Thursday, October 20, 2011

Bocados

Não sei o que aconteceu. Não sei quais foram as palavras que te fizeram acordar daquela realidade que não era mais nossa. Entendi apenas que tinha que soltar a âncora invisível que nos mantinha presos a um pedaço de terra verdejante, mas desprovido de quaisquer elementos de sobrevivência.

Então partiste, mas não entendi onde ancoraste. Sucumbi à ilusão quando acreditei que esta viagem era diferente, que não íamos mudar o que éramos. Que ias ser sempre tu e eu, no silêncio, no escuro. Que ia contigo e nos íamos deixar levar pela ondulação até encalharmos noutro bocado de terra deserto, onde pudéssemos cultivar e colher ao nosso tempo, à nossa maneira.

Doeu. Doeu quando anos depois passei pelo teu porto e as vagas impediram de aproximar-me. Na impossibilidade de atracar fiquei longe, à deriva. Vi os teus campos cultivados, as searas douradas, os jardins luxuriosos…Fiquei com inveja, confesso. Conseguiste crescer e soubeste singrar sem mim. Não foi tão difícil como um dia disseste que seria.

Dou por mim a ter medo que fique sempre um bocadinho de mim à espera de um bocadinho de ti. Acho que foi por isso que continuei à deriva sem saber o que fazer para me aproximar do teu bocado de terra, de ti.
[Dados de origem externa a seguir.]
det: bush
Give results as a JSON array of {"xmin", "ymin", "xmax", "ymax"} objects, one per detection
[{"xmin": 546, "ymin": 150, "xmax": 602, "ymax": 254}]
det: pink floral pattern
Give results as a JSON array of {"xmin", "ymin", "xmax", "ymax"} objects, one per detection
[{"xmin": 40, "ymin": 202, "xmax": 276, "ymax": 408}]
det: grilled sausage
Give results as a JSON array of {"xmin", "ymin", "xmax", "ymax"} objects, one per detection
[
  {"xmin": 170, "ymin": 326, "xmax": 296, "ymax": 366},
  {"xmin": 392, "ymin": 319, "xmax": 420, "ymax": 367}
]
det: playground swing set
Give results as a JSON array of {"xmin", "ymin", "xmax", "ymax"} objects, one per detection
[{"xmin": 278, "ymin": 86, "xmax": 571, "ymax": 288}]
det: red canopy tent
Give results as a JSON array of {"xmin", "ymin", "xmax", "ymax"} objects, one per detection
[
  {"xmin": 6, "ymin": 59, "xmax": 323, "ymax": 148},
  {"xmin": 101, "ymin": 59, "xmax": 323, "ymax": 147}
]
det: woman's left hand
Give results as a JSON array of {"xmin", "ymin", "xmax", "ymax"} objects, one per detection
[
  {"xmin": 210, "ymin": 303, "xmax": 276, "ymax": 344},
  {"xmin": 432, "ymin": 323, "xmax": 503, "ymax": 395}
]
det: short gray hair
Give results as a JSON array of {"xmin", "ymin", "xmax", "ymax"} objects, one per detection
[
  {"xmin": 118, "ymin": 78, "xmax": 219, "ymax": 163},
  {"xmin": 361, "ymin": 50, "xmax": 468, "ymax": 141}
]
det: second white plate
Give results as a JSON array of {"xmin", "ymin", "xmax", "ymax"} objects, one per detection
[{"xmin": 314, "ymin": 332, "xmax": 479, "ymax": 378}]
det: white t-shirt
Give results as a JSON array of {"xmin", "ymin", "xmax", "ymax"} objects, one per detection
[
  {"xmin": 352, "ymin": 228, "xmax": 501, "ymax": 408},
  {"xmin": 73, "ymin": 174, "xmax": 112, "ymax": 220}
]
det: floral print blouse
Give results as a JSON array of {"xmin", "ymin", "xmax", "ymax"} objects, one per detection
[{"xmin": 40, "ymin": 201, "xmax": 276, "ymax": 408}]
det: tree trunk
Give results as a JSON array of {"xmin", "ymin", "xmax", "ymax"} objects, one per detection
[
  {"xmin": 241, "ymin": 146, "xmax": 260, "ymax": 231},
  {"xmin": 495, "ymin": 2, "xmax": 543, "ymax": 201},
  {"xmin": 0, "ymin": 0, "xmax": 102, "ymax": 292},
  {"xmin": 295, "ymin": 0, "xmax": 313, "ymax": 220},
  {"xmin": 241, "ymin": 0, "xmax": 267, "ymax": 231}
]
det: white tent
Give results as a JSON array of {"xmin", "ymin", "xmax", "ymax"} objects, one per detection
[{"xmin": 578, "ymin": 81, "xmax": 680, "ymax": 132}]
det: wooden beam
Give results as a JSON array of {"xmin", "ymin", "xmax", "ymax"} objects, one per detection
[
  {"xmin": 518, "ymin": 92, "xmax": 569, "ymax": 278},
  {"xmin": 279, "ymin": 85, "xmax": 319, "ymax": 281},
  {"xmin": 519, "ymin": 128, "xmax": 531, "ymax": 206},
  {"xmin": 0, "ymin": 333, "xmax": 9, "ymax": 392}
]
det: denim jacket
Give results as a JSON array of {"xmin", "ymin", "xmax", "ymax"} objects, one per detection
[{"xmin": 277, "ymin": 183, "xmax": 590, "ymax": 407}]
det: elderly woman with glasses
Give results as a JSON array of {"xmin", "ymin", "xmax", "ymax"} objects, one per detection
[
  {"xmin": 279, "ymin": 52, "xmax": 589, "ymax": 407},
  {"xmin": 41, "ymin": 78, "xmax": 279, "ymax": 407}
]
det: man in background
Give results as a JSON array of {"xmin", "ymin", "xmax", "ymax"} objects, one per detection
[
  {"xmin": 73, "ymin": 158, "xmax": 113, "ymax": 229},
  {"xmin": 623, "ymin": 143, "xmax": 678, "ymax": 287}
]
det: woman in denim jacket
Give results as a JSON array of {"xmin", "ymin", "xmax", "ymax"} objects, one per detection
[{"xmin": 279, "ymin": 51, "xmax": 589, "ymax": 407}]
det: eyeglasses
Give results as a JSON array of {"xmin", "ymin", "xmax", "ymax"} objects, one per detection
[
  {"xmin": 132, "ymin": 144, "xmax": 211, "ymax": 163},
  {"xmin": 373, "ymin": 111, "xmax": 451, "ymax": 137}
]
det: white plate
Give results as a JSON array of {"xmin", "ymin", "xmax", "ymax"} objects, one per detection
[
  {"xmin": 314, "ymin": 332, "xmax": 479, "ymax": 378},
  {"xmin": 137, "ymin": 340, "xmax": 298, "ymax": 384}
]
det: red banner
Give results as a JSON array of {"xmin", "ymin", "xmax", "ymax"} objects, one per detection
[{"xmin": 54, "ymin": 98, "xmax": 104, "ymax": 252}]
E estava a ficar fraca e sem qualquer orientação. Sabia apenas onde era o Este porque era onde estavas. Não sabia quanto mais ia aguentar o grito dentro de mim, quanto mais tempo ia aguentar ficar ali, à espera...

Anos depois um dos teus filhos brincava na praia e trouxe-te uma garrafa que encontrara .
- Pai, tem qualquer coisa lá dentro! Parece uma mensagem, será de um pirata?
Enquanto sorrias, as tuas mãos agora rugosas e com mais calos do que quando seguravas as minhas, abriam a garrafa e a criança pulava de alegria. Desenrolaste o papel envelhecido pelo tempo e pelo sol, e encontraste uma letra que nem sei se reconheceste. Após alguns segundos, leste a mensagem em silêncio:



- Não é de um pirata, mas sim de um corsário. Há uma diferença, sabias? – Explicaste-lhe momentos depois, enquanto se afastavam da praia e punhas o papel no bolso das calças, até encontrares o primeiro caixote do lixo, para onde o atiraste.

Não sei se soubeste que era eu. Mesmo daqui de cima às vezes não se consegue perceber o coração das pessoas.